Datadevops Save

How DevOps principles can be applied to Data Pipeline Solution built with Azure Databricks, Data Factory and ADL Gen2. Moved to: https://github.com/Azure-Samples/modern-data-warehouse-dataops

Project README

We've moved!

This repository has moved under the official Azure Samples Github organization: .

https://github.com/Azure-Samples/modern-data-warehouse-dataops


DataDevOps

The purpose of this repository is to demonstrate how DevOps principles can be applied Data Pipeline Solution.

IMAGE ALT TEXT HERE

Architecture

The following shows the overall architecture of the solution.

Architecture

Design Considerations

  • Data Transformation logic belongs in packages, not Notebooks
    • All main data transformation code should be packaged up within a Python package/JAR/etc. These packages are then uploaded to DBFS and installed on a specifically configured cluster, along with all other third-party dependencies (ei. azure-cosmosdb-spark jar). Notebooks then simply import the package(s) and calls any relevant functions. Effectively, Notebooks become a lightweight wrapper around the packages. This ensures seperation of concerns and promotes code reuse, testability, and code quality.
  • Data should be tested
    • Two different tests should be performed:
      • Structure (Is the data in the expected shape / schema?)
      • Content (Are there unexpected nulls? Are the summary statistics in expected ranges?)
  • Data should have lineage
    • Just as application deployments should have lineage in order to track which code commit produced which artifacts and deployments, each final loaded data record should be tagged with the appropriate ETL pipeline run id. Not only does this ensure traceability, it also helps with recovery from any potential failed / half-run data loads.
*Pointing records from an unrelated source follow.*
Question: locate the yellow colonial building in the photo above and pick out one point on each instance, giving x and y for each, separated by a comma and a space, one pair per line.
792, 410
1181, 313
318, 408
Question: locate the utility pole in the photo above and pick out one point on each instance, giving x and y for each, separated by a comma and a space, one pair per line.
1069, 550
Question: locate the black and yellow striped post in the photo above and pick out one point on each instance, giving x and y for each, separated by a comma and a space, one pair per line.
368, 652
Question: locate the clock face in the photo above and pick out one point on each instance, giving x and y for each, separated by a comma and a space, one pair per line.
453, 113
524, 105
Build and Release Pipeline

The following shows the overall CI/CD process end to end.

CI/CD

Both Build and Release Pipelines are built using AzureDevOps (Public instance) and can be view using the following links:

More information here.

Environments

  • Dev - Development collaboration branch
  • QA - Environment where all integration tests are run (not yet implmented)
  • Staging/UAT - A mirror of the production job, along with state and data. Deploying to staging first give the ability to "mock" a realistic release into production.
  • Production

In addition to these environment, each developer may choose to have their own Development(s) environment for their individual use.

Testing

  • Unit Testing - Standard unit tests which tests small pieces of functionality within your code. Data transformation code should have unit tests.
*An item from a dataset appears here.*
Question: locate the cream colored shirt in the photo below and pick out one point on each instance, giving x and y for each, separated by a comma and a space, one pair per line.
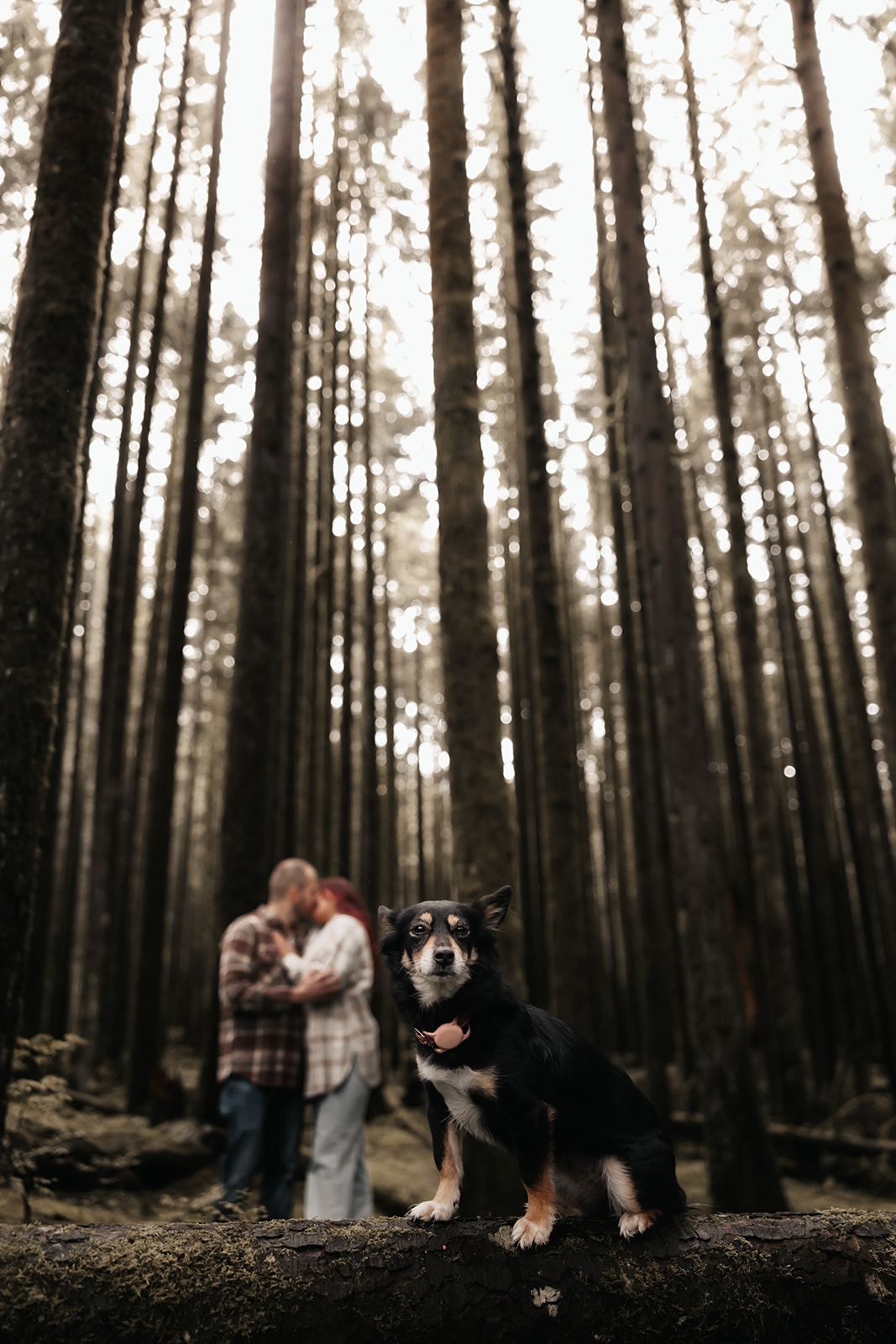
340, 1032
  • Integration Testing - This includes end-to-end testing of the ETL pipeline.

  • Data Testing

    1. Structure - Test for correct schema, expected structure.
    2. Content - Can be tested through quantitative summary statistics and qualitative data quality graphs within the notebook.

Monitoring

Databricks

Data Factory

Deploy the solution

Pre-requisites:

  1. Github Account
  2. Azure DevOps Account + Project
  3. Azure Account

Software pre-requisites:

  1. For Windows users, Windows Subsystem For Linux
  2. az cli 2.x
  3. Python 3+
  4. databricks-cli
  5. jq

NOTE: This deployment was tested using WSL (Ubuntu 16.04) and Debian GNU/Linux 9.9 (stretch)

Deployment Instructions

  1. Fork this repository. Forking is necessary if you want to setup git integration with Azure Data Factory.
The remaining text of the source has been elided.